The Town and Country Planning (General Permitted Development) (England) Order 2015 currently permits the conversion of offices (and other commercial premises within use Class E) to residential dwellings (Use Class C3) subject to conditions. Such conditions include a restriction on the maximum floorspace of the office floorspace to be converted (1,500sqm) and the office must have been vacant for at least 3 months prior to the prior approval application. 

As a result of the Covid-19 pandemic and the consequential rise of hybrid working, the office market has been significantly impacted with a higher demand for flexible arrangements and lower overall requirements from occupiers.

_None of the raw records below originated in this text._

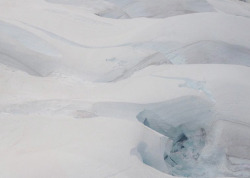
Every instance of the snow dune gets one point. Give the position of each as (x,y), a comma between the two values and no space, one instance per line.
(133,88)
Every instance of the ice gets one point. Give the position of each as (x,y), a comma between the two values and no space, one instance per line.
(124,88)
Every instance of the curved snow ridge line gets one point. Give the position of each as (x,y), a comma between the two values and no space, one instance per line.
(70,42)
(154,59)
(17,63)
(28,39)
(155,8)
(26,60)
(74,108)
(193,84)
(211,52)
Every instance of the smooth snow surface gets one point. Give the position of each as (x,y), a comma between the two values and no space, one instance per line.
(124,88)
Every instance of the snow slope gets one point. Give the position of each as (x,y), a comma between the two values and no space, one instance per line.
(133,88)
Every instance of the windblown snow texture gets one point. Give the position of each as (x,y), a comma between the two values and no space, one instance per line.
(124,88)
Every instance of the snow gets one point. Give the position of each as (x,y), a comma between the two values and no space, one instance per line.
(133,88)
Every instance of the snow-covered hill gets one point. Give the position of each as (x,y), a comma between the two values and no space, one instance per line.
(124,88)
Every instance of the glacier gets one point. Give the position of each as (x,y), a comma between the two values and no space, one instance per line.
(124,88)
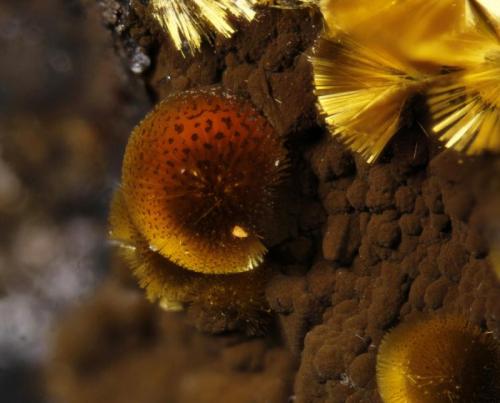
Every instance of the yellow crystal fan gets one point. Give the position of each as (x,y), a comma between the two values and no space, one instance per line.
(188,22)
(362,93)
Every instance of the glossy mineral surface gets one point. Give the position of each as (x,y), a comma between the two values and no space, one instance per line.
(437,361)
(199,178)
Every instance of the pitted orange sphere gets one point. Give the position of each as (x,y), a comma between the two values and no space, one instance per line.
(439,360)
(199,178)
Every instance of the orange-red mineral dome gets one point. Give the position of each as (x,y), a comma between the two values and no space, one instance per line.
(199,179)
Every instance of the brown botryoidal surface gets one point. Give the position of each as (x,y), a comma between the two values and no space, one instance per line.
(356,248)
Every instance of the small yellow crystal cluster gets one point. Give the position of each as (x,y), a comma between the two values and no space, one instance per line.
(375,56)
(438,359)
(188,22)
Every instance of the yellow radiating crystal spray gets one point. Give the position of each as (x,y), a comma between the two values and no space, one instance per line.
(188,22)
(362,93)
(465,107)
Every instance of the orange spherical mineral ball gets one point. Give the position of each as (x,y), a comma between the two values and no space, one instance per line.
(199,179)
(439,360)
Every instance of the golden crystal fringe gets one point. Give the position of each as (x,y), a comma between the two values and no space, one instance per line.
(362,93)
(189,21)
(390,26)
(465,107)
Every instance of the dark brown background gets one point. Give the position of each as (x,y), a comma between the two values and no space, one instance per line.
(357,249)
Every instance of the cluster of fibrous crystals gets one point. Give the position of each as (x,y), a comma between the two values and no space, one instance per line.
(442,359)
(362,93)
(375,56)
(188,22)
(199,181)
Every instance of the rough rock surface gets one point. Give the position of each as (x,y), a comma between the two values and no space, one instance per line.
(360,249)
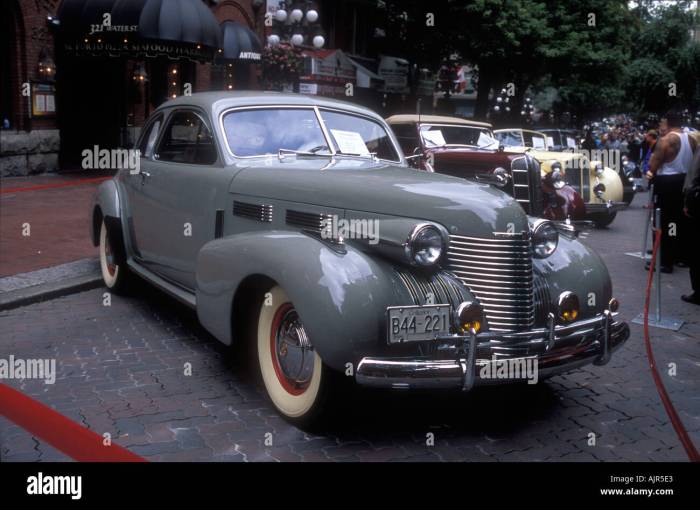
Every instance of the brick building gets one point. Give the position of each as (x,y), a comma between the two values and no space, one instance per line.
(71,81)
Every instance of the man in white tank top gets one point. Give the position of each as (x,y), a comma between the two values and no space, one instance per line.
(667,168)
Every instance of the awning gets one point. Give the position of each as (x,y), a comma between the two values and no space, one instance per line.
(170,27)
(239,42)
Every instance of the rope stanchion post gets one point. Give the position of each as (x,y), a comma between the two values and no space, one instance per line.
(659,321)
(676,421)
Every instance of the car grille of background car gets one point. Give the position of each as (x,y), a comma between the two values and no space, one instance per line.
(499,273)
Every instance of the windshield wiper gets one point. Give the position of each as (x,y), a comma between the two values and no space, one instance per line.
(372,155)
(283,153)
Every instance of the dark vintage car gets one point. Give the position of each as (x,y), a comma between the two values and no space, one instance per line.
(468,149)
(294,226)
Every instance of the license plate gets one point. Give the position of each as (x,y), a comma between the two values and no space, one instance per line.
(418,323)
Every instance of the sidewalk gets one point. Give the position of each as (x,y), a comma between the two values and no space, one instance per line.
(56,210)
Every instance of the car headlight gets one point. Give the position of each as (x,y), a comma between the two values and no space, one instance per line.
(545,238)
(599,189)
(556,176)
(425,245)
(501,177)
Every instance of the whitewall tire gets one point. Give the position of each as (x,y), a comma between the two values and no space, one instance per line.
(113,274)
(291,369)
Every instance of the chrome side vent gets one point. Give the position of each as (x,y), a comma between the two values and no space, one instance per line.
(313,222)
(543,300)
(438,289)
(521,182)
(259,212)
(499,273)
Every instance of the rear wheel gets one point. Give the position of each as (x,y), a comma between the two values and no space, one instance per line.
(603,220)
(295,378)
(114,275)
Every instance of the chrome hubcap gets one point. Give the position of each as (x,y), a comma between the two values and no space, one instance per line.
(294,352)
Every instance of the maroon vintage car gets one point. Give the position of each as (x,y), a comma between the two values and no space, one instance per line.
(468,149)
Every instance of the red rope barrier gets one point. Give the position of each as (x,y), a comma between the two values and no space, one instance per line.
(688,445)
(63,434)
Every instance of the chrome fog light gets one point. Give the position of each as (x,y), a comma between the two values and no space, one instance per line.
(568,306)
(470,316)
(599,189)
(545,238)
(425,245)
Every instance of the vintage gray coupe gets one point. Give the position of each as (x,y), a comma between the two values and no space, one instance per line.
(294,224)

Although it is noteworthy that the market has seen improvements since hitting a slump during the pandemic.

Despite this, the government announced on 13 February, that legislation has been laid in Parliament to extend current permitted development (PD) rights to allow commercial buildings of any size to be converted into new homes. The government is of the view that such changes would create thousands of new homes by reducing the bureaucratic burdens of the current planning system; helping to achieve the housing delivery target. 

On the same day, the government also published a new consultation on proposed changes to various permitted development rights. These proposals are mainly aimed at boosting housing potential and cover: 

  • General improvements and enlargements to homes through side and rear extensions.
  • Upward extensions. 
  • Energy efficiency measures such as air source heat pumps (for domestic purposes) and electrical outlets.
  • The demolition and rebuild of certain buildings (detailed below). 

Current PD rights allow the demolition of a single detached building in use as offices, research and development or light industrial or other uses falling within Use Class B1 (on 12 March 2020) and its replacement with a block of flats or detached dwelling house. The government’s intention was to increase housing delivery by streamlining the process in replacing derelict commercial buildings that are no longer suitable for their use with new homes. They are now seeking views on: 

  • Removing restrictions on the age of the building (at present the building must have been constructed on or before 31 December 1989).
  • Streamlining and/or simplifying the prior approval process.  
  • Allowing the rebuild footprint for the new buildings to benefit from the PD rights in Class A of Part 7 (which covers extensions and alterations of properties in Use Class E). 

The consultation can be found here and closes on 9 April 2024.

The government is also helping developers overcome tiresome bureaucracy by slashing red tape that stops derelict sites and unused buildings being turned into new homes.